The World Gold Council reports today in Gold Demand Trends 2018 (www.gold.org) that central bank buying in 2018 reached its highest levels since the United States decided to leave the gold standard in 1971. Money supply today is a multiple of what it was in 1971 but nevertheless the year over year increase in central bank buying was 74% (see below).
|Demand (Metric Tonnes)||2018||2017||Change|
|Bars and Coins||1,090||1,045||4%|
|ETF’s and Similar||69||206||-67%|
Source: World Gold Council
Increased purchases were led by Russia and Turkey and presumably should be seen in the context of reducing exposure to USD assets, vulnerable to sanctions. Reuters reported on January 24th that “China added gold to its FX reserves in December for the first time in two years, part of a broader trend toward reducing dependence on the USD amid fraying ties with Washington”. The Q3 2018 IMF report on central bank FX reserves showed that the USD’s share has fallen to 61%, down 3% since President Trump came to office.

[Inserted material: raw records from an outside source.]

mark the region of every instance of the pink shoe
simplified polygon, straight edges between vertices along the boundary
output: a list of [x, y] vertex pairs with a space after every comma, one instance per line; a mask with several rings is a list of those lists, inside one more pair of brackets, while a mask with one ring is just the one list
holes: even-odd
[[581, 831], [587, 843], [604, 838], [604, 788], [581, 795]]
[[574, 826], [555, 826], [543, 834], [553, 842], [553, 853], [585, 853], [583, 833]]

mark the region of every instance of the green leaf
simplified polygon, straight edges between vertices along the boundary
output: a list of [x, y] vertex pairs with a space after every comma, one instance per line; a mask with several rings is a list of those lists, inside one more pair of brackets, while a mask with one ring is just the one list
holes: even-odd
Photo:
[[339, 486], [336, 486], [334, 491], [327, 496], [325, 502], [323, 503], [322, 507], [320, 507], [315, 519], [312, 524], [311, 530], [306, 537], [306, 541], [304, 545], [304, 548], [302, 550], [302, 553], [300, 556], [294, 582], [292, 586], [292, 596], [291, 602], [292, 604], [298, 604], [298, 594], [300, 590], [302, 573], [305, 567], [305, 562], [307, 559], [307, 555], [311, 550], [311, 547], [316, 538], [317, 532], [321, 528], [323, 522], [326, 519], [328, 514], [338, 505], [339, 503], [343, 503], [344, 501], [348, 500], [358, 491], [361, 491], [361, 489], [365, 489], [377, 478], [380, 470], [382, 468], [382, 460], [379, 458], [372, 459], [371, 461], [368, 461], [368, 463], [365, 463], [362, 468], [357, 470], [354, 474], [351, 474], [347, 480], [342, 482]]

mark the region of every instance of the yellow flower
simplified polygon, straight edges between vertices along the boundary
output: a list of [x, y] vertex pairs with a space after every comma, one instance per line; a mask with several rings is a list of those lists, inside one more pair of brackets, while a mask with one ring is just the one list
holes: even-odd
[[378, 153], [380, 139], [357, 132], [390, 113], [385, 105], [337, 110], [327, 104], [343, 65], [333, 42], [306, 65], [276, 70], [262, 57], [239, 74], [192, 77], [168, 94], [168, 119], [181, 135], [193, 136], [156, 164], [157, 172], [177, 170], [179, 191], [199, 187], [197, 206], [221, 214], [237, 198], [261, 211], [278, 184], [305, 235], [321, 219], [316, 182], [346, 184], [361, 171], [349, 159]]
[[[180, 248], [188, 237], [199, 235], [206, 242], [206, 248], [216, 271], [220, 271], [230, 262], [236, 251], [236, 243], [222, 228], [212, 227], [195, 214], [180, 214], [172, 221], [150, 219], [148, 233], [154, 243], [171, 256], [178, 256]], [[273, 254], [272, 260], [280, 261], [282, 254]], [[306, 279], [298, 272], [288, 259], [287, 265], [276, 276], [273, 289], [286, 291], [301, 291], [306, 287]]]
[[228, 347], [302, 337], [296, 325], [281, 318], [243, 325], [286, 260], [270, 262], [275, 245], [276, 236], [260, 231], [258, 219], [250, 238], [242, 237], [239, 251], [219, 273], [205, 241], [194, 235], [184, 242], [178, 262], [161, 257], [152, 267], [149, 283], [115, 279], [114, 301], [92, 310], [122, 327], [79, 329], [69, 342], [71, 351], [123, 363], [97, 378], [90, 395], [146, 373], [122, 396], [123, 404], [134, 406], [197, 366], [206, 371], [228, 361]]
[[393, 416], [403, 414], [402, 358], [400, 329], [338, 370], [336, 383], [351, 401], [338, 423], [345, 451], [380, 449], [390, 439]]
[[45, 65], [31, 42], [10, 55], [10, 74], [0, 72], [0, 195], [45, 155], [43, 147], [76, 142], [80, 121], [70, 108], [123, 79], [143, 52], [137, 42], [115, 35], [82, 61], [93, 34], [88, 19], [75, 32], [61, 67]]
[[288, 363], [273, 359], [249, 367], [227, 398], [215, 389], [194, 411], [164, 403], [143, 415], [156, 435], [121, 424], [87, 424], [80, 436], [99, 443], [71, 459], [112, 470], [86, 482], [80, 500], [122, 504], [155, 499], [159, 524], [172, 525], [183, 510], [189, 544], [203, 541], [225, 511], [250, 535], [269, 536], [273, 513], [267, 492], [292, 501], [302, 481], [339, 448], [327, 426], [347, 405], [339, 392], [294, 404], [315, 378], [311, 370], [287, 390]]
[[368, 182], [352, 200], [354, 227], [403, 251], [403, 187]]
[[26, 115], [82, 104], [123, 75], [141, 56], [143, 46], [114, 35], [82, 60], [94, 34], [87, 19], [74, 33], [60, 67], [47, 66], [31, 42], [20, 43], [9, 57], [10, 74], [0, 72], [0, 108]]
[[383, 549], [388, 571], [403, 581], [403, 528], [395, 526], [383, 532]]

ETF gold purchases were net negative in the first three quarters of 2018 but surged in Q4 as USD yields fell. Gold has not been an attractive investment in recent years as prices languished while equities surged and the Federal Reserve raised short term interest rates, a consequence of which is to increase the cost of holding Gold. The FOMC’s shift from ‘gradual increases’ to ‘patience’ means this headwind has peaked for now. With geopolitical tensions not going away anytime soon while the interest rate and firm USD headwinds ease, we expect both central bank buying and ETF purchases to be strong in 2019. We anticipate Gold will have a strong year.